Em decorrência dessas incontestáveis observações, cumpre-me ressaltar que a suspensão do ICMS estatuída, no Art. 402 do Regulamento desse imposto, para a remessa de matérias-primas e produtos intermediários destinados a industrialização em estabelecimento de outra empresa, não se qualifica, no meu magistério, como um favor fiscal que se caracteriza como uma dilação do lançamento do pertinente imposto (ICMS) incidente, mas, sim, como uma inocorrência condicionada da hipótese legal de incidência desse gravame fiscal, em face de que, nela, se enfatize, não se concretiza o primeiro elemento adjetivo (circulação jurídica) que qualifica o núcleo (operações) da materialidade da hipótese legal de incidência desse imposto.

A aludida condição para a adoção dessa figura suspensiva do ICMS é a de que os respectivos produtos industrializados sob encomendas retornem ao estabelecimento encomendante no prazo previsto na pertinente legislação. O Regulamento do ICMS vigente no estado de São Paulo estabelece expressamente um prazo de 180 (cento e oitenta) dias, contado da data da saída das mercadorias do estabelecimento encomendante, para a concretização do mencionado retorno.
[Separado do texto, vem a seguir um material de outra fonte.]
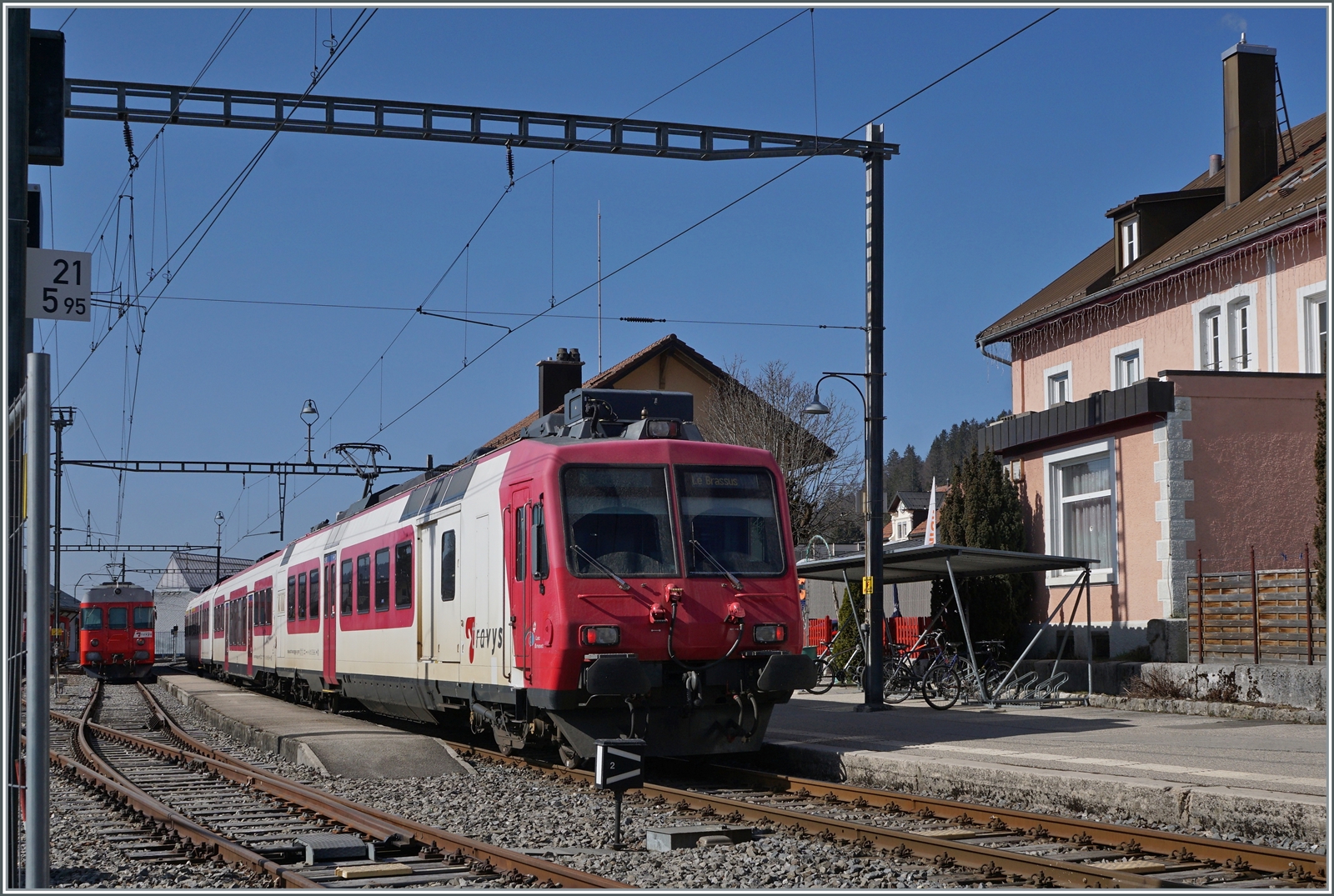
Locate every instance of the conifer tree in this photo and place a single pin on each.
(982, 509)
(847, 636)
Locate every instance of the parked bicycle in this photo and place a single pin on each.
(906, 667)
(830, 671)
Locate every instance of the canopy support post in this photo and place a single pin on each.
(967, 638)
(1037, 635)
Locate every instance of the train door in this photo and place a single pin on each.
(518, 622)
(330, 622)
(446, 619)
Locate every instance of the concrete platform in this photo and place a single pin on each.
(330, 744)
(1238, 778)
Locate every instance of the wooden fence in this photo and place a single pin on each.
(1256, 616)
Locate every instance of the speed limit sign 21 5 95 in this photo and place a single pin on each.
(59, 284)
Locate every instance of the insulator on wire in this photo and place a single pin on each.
(130, 146)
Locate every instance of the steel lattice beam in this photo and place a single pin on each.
(282, 468)
(266, 111)
(137, 548)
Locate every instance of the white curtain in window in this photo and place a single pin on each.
(1086, 509)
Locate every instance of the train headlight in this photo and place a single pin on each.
(599, 635)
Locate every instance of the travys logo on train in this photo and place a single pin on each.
(482, 639)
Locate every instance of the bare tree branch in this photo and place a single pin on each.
(817, 453)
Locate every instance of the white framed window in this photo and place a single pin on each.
(1241, 340)
(1082, 508)
(1057, 384)
(1226, 329)
(1129, 242)
(1211, 340)
(1127, 364)
(1313, 328)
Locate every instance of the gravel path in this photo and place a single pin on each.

O referido prazo poderá ser prorrogado mediante autorização expressa do Fisco Estadual.

Por conseguinte, destinando-se essa remessa de matérias-primas e produtos intermediários para fins de emprego em um negócio qualificado como industrialização por encomenda, a ser realizada em estabelecimento de outra empresa, e que, portanto, se enfatize, não possibilitará a transmissão de sua respectiva propriedade ou de sua correspondente posse, deve-se concluir que ela (remessa) é irrelevante para fins de concretização da hipótese legal de incidência do ICMS

Assim, com respaldo nessa linha de raciocínio, deve-se refutar integralmente essa vedação fazendária a aplicabilidade da suspensão do ICMS na remessa de matérias-primas e produtos intermediários, ambos secundários, para industrialização em estabelecimento de outra empresa, na situação em que o industrializador adquire as principais matériasprimas e os essenciais produtos intermediários a serem empregados no ato de industrializar por encomenda.   
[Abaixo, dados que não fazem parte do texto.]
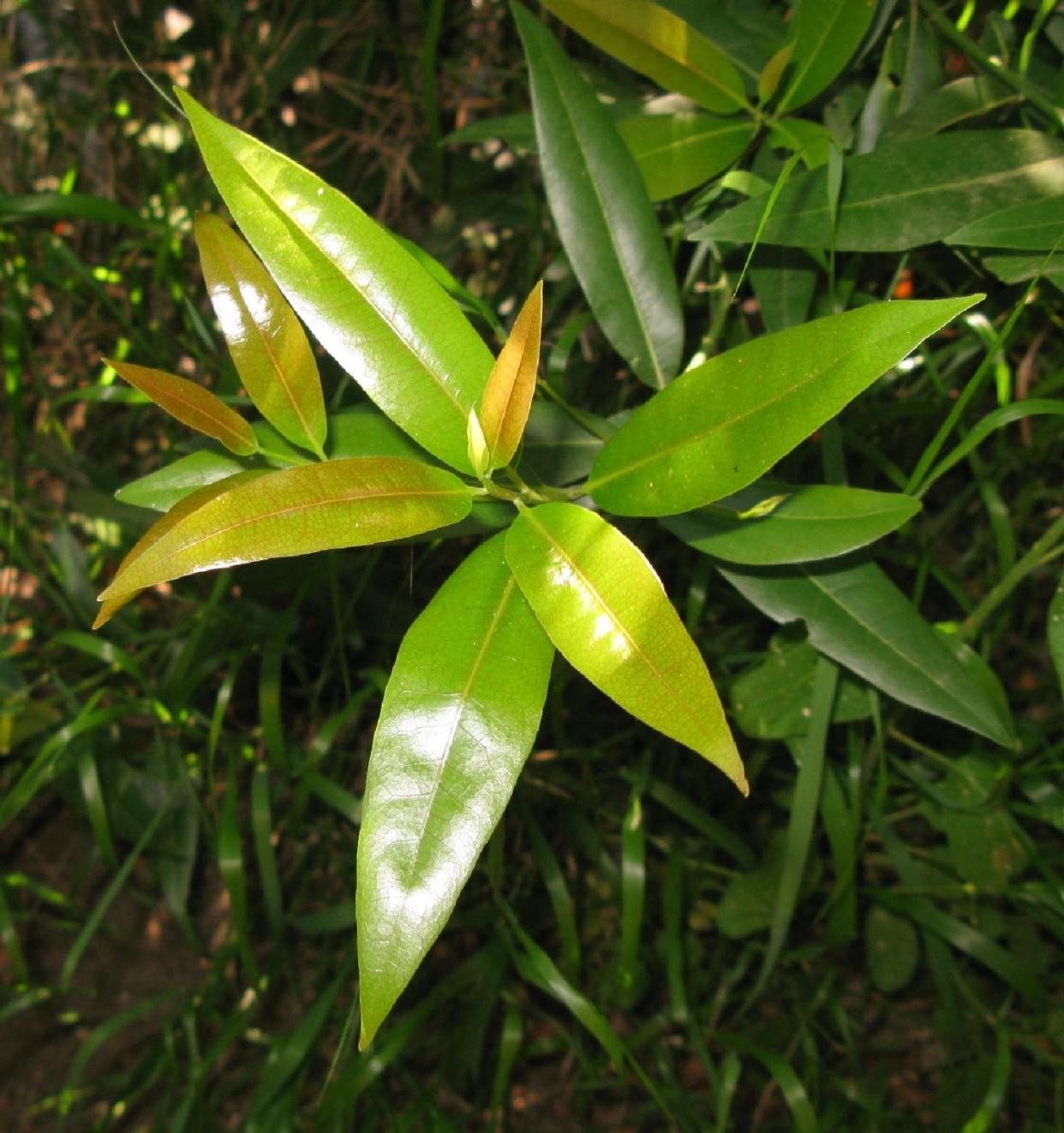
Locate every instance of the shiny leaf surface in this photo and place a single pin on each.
(180, 511)
(906, 193)
(366, 299)
(604, 218)
(659, 45)
(509, 391)
(164, 487)
(192, 404)
(815, 522)
(339, 504)
(678, 152)
(605, 610)
(858, 617)
(826, 34)
(459, 718)
(266, 339)
(723, 424)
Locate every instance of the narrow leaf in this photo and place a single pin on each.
(602, 211)
(826, 34)
(339, 504)
(816, 522)
(859, 617)
(182, 510)
(192, 404)
(509, 391)
(165, 486)
(906, 193)
(459, 718)
(678, 152)
(266, 339)
(605, 610)
(366, 299)
(723, 424)
(653, 41)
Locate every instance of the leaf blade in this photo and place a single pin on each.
(604, 218)
(264, 337)
(714, 430)
(459, 718)
(605, 610)
(392, 329)
(192, 404)
(318, 507)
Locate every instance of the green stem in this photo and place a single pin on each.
(1040, 551)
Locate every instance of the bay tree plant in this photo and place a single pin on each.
(456, 441)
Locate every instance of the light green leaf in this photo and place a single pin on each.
(681, 151)
(266, 341)
(605, 610)
(369, 304)
(826, 34)
(906, 193)
(602, 211)
(723, 424)
(339, 504)
(653, 41)
(1038, 225)
(165, 486)
(815, 522)
(459, 718)
(192, 404)
(509, 391)
(858, 617)
(180, 511)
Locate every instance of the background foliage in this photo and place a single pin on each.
(180, 799)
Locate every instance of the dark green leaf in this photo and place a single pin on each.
(459, 718)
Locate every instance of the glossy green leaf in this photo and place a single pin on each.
(192, 404)
(605, 610)
(826, 35)
(1038, 225)
(459, 718)
(906, 193)
(815, 522)
(189, 504)
(723, 424)
(339, 504)
(369, 304)
(509, 391)
(653, 41)
(858, 617)
(965, 98)
(604, 218)
(266, 339)
(164, 487)
(682, 151)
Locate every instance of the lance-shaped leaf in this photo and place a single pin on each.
(192, 404)
(810, 522)
(905, 193)
(365, 298)
(604, 218)
(723, 424)
(659, 45)
(607, 611)
(459, 718)
(859, 617)
(266, 339)
(826, 34)
(509, 391)
(182, 510)
(318, 507)
(678, 152)
(167, 486)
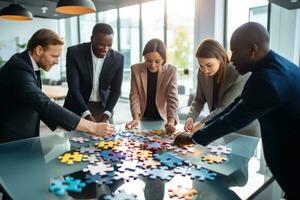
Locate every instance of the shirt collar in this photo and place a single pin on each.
(94, 57)
(35, 66)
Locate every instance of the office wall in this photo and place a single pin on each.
(285, 31)
(19, 32)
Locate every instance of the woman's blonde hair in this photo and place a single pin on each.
(210, 48)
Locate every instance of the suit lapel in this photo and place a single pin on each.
(26, 57)
(89, 61)
(209, 90)
(106, 67)
(230, 78)
(160, 78)
(143, 77)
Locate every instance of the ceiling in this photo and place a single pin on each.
(288, 4)
(101, 5)
(35, 6)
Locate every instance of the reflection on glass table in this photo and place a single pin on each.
(28, 166)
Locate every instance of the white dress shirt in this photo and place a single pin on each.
(35, 67)
(95, 97)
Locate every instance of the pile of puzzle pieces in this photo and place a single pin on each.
(130, 154)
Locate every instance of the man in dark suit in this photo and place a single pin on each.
(94, 75)
(271, 95)
(23, 104)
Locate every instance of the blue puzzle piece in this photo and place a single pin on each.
(121, 195)
(202, 174)
(112, 156)
(107, 179)
(59, 187)
(169, 159)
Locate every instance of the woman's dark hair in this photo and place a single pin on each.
(210, 48)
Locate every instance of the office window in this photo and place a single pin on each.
(180, 40)
(152, 21)
(129, 42)
(240, 12)
(68, 30)
(86, 24)
(110, 17)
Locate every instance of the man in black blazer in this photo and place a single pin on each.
(271, 95)
(23, 104)
(94, 75)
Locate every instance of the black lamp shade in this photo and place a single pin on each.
(15, 12)
(75, 7)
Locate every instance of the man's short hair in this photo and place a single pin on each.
(103, 28)
(44, 37)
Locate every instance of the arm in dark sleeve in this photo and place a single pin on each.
(27, 91)
(74, 81)
(115, 87)
(256, 100)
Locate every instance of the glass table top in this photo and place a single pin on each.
(27, 167)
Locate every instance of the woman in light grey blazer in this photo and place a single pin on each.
(218, 85)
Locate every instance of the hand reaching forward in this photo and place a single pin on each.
(132, 125)
(188, 126)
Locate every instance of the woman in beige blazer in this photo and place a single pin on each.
(153, 93)
(218, 85)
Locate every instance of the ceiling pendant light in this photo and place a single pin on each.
(15, 12)
(75, 7)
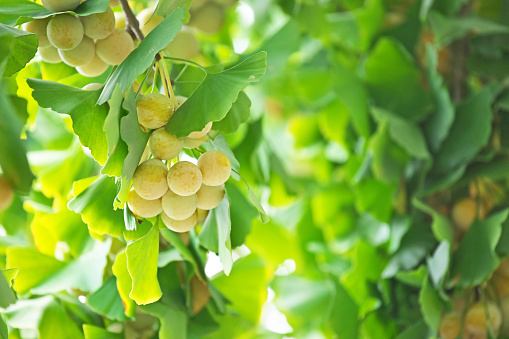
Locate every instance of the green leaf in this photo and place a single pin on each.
(136, 140)
(241, 215)
(346, 309)
(22, 47)
(95, 204)
(250, 273)
(438, 264)
(448, 29)
(6, 295)
(87, 117)
(15, 12)
(165, 7)
(431, 305)
(475, 260)
(173, 321)
(440, 121)
(124, 283)
(175, 241)
(303, 300)
(406, 134)
(13, 159)
(55, 323)
(238, 114)
(470, 132)
(394, 81)
(142, 265)
(94, 332)
(442, 228)
(214, 97)
(215, 234)
(143, 55)
(107, 301)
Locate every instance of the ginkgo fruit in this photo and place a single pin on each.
(200, 294)
(210, 197)
(164, 145)
(477, 317)
(6, 193)
(94, 68)
(115, 47)
(50, 54)
(178, 207)
(202, 215)
(98, 25)
(142, 207)
(203, 132)
(450, 326)
(154, 110)
(65, 31)
(193, 143)
(149, 179)
(81, 55)
(208, 18)
(465, 211)
(184, 45)
(40, 28)
(215, 168)
(179, 225)
(184, 178)
(60, 5)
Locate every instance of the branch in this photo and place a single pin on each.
(131, 23)
(460, 50)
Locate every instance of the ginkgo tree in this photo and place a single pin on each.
(254, 169)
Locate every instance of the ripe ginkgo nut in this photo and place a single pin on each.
(215, 168)
(6, 193)
(203, 132)
(184, 178)
(39, 27)
(115, 47)
(65, 31)
(179, 225)
(477, 317)
(191, 143)
(149, 179)
(142, 207)
(50, 54)
(81, 55)
(60, 5)
(210, 197)
(178, 207)
(94, 68)
(164, 145)
(98, 25)
(154, 110)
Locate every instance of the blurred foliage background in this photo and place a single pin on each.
(374, 118)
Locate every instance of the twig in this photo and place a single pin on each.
(460, 51)
(131, 23)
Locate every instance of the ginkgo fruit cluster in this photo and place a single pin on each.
(182, 193)
(90, 43)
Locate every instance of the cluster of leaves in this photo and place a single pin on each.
(394, 108)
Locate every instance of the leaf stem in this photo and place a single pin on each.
(131, 23)
(189, 62)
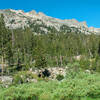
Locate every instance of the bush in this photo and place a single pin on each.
(23, 77)
(60, 77)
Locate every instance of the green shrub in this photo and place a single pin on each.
(60, 77)
(23, 77)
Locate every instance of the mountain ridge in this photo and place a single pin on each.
(19, 19)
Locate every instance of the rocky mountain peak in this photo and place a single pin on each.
(20, 19)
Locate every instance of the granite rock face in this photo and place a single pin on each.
(19, 19)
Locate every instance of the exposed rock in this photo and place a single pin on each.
(23, 19)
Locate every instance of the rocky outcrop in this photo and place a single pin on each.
(20, 19)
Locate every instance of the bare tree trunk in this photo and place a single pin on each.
(56, 61)
(2, 65)
(61, 60)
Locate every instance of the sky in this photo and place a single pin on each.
(81, 10)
II – A questionável vedação fazendária a aplicabilidade do diferimento do ICMS sobre o valor da mão de obra empregada na industrialização sob encomenda, na situação em que o estabelecimento industrializador adquire as principais matérias-primas e os essenciais produtos intermediários dessa operacionalidade 

No meu integral convencimento jurídico-tributário, nãolegitimidade na compreensão do Fisco paulista de que não se aplica o diferimento do ICMS incidente sobre o valor da mão de obra empregada na industrialização sob encomenda, na situação em que o respectivo estabelecimento encomendante não remete, no mínimo, as suas principais matériasprimas e os seus essenciais produtos intermediários, em face das razões a seguir aduzidas:

O Art. 1º da Portaria CAT Nº 22, de 8-3-2007 estabelece que na saída de produto industrializado sob encomenda, na situação em que os estabelecimentos industrializador e encomendante estão situados no Estado de São Paulo, o lançamento do ICMS incidente sobre a parcela relativa aos serviços prestados fica diferido para o momento em que, após o retorno dos produtos industrializados ao estabelecimento de origem, por este for promovida sua subsequente saída.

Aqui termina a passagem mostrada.